The incidence is expressed on table 1 -  the type of transplant (autologous 61.1% and allogeneic 38.9%), Multiple Myeloma(33.9%), Lymphoma(27.3%), and Leukemia(38.8%) as well as the sex (male 55.9% and female 44.1%).

The relationship (which we assume you refer to AKI) is expressed on table 2,where you can find the univariable analysis presenting Hazard Ratio estimate, p-value and 95% confidence interval. 

  1. What about the age of the transplanted? The is a bad relationship with the age or not?

In our univariable analysis for AKI, age did not show any significative impact on AKI. The result  is expressed on table 2.

  1. How you have calculated risk score? I have not understand

First, we analysed AKI as suggested by the European Group for Blood and Marrow Transplantation statistical approach guidelines (Iacobelli S, Committee ES. Suggestions on the use of statistical methodologies in studies of the European Group for Blood and Marrow Transplantation. Bone Marrow Transpl. 2013;48:S1–37).

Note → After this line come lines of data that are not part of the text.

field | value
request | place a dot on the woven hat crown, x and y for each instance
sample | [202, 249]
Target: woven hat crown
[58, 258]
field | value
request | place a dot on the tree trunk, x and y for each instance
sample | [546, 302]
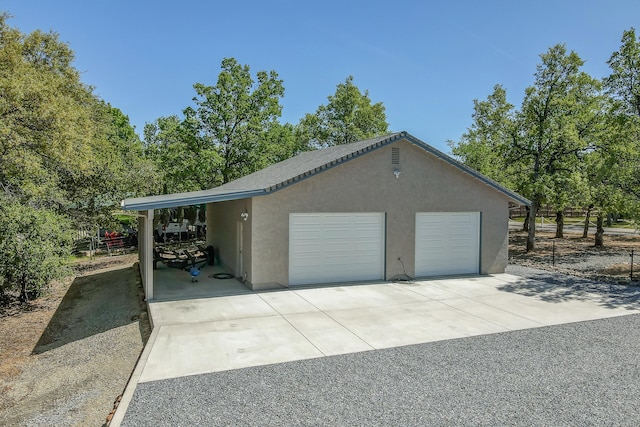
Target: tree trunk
[585, 231]
[531, 235]
[560, 225]
[24, 296]
[600, 231]
[525, 226]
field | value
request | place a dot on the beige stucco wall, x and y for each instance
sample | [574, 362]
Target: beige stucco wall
[223, 229]
[367, 184]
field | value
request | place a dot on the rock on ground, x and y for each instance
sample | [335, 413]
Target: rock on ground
[84, 358]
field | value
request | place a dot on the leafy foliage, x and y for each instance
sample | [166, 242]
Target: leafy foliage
[348, 117]
[34, 248]
[66, 157]
[539, 150]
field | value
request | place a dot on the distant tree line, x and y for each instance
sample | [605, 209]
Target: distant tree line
[67, 158]
[574, 141]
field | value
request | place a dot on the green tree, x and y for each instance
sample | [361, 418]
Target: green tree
[66, 157]
[623, 136]
[183, 166]
[349, 116]
[34, 248]
[232, 118]
[557, 122]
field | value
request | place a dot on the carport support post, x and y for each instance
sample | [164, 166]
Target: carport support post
[147, 255]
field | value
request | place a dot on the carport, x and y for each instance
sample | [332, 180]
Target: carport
[378, 209]
[241, 328]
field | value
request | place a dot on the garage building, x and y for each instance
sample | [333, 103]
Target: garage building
[371, 210]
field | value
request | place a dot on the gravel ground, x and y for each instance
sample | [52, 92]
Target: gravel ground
[585, 373]
[84, 357]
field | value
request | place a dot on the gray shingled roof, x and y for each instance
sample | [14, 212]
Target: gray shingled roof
[295, 169]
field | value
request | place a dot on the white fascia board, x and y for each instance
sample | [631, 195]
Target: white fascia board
[184, 199]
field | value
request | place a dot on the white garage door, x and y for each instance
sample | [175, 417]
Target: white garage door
[447, 243]
[335, 247]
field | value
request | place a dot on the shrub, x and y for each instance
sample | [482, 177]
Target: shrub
[35, 245]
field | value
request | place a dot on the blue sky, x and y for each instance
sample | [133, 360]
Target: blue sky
[426, 61]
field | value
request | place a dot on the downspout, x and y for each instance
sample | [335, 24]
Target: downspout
[145, 251]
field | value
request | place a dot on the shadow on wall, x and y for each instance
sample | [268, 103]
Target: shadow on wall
[93, 304]
[554, 287]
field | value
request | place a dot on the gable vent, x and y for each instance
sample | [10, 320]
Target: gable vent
[395, 156]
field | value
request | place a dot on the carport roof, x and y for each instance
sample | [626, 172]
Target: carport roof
[302, 166]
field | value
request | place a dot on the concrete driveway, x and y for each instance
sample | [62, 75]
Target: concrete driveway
[248, 328]
[237, 328]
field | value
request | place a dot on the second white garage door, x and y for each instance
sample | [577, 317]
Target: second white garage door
[335, 247]
[447, 243]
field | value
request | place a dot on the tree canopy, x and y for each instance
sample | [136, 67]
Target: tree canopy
[573, 141]
[349, 116]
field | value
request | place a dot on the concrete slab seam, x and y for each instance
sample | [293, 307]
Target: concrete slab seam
[130, 388]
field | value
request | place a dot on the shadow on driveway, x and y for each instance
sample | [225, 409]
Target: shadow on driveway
[555, 287]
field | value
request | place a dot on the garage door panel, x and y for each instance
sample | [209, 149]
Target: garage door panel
[447, 243]
[333, 247]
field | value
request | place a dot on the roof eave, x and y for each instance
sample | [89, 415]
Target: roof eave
[513, 196]
[186, 199]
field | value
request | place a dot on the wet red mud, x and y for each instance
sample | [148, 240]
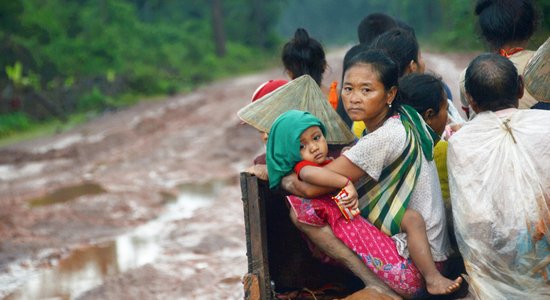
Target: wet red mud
[134, 163]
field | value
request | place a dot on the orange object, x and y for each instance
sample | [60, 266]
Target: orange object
[333, 95]
[348, 213]
[509, 52]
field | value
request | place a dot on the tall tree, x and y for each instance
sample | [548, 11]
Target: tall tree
[218, 28]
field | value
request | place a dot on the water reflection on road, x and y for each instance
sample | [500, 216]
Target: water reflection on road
[88, 266]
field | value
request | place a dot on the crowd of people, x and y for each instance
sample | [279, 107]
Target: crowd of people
[421, 182]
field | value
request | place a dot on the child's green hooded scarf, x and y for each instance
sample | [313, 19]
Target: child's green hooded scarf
[283, 143]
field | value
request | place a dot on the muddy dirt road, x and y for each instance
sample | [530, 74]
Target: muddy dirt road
[142, 203]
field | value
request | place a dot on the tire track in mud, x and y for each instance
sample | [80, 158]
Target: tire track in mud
[140, 156]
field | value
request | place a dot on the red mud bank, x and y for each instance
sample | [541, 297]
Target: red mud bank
[87, 186]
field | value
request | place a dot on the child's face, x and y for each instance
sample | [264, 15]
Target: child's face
[263, 136]
[313, 146]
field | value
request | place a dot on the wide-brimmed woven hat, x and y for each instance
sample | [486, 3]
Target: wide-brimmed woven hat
[302, 93]
[537, 73]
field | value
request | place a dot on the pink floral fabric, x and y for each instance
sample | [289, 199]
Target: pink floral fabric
[376, 249]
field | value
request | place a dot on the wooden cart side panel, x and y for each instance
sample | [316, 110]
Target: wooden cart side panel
[256, 237]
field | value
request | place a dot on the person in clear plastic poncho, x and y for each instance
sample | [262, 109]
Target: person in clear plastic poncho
[499, 178]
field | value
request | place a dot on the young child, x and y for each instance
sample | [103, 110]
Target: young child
[297, 142]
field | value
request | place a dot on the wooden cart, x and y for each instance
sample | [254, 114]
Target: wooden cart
[279, 260]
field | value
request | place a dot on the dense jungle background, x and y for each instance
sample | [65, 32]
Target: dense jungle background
[64, 62]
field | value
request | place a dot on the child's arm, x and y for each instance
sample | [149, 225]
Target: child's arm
[325, 177]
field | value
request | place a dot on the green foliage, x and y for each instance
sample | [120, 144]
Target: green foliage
[12, 123]
[90, 55]
[94, 100]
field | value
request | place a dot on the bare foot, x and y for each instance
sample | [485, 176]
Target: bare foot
[373, 292]
[439, 285]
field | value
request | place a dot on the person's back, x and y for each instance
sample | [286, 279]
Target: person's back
[506, 26]
[499, 177]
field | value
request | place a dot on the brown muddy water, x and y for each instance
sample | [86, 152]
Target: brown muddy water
[84, 268]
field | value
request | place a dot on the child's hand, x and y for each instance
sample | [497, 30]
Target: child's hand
[351, 201]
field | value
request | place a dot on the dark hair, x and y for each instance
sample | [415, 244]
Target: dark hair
[374, 25]
[422, 92]
[493, 82]
[505, 21]
[304, 55]
[385, 67]
[400, 45]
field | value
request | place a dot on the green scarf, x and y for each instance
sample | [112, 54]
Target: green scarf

In order to do so, we used survival analysis methods considering competing events – we considered death a competing risk event. For that analysis we used the Fine and Gray method(Fine, J. P., and R. J. Gray. 1999. A proportional hazards model for the subdistribution of a competing risk. Journal of the American Statistical Association 94: 496–509) to calculate the cumulative incidence of AKI and perform univariable analysis of factors predicting AKI and we presented results in table 2.

Considering that continuous variables were not feasible for a score, we calculated the optimal cut-off point  for all continuous variables with a p <0.200 in univariable analysis (p< 0.200 was our criteria for admission to the multivariable model creation). To find that cut-off we used the Liu index (Liu Index defines the optimal cut-off as the point which maximizes the product of the sensitivity and specificity - Liu X. Classification accuracy and cut point selection. Statistics in medicine. 2012;31(23):2676-86.). These results are presented in table 3.

Then, also trough the Fine and Gray method, we created our multivariable model was through a backward stepwise regression (entry criteria – p<0.200 as mentioned above).

That model is presented in table 4. Harrel’s C-Statistic was used to evaluate the performance of the model (also shown in table4)  and a risk score was created by attributing points corresponding to the nearest integer of 2 times each covariate’s Hazard Ratio (last column onin table 4). The Liu index was used to establish the optimal cut-off for the clinical risk score.

A Log-Rank test and respective reverse Kaplan-Meier curves were used to compare event distributions of the resulting score categorical variable.

 

Round 2

Reviewer 3 Report

I thank the authors for their detailed responses and for making suggested improvements to their paper.  No additional comments.

Reviewer 5 Report

The authors have answered to all my revisions and to the contribute of the other reviewer and to the author's implementation, the paper have now another sound. Thanks to the authors.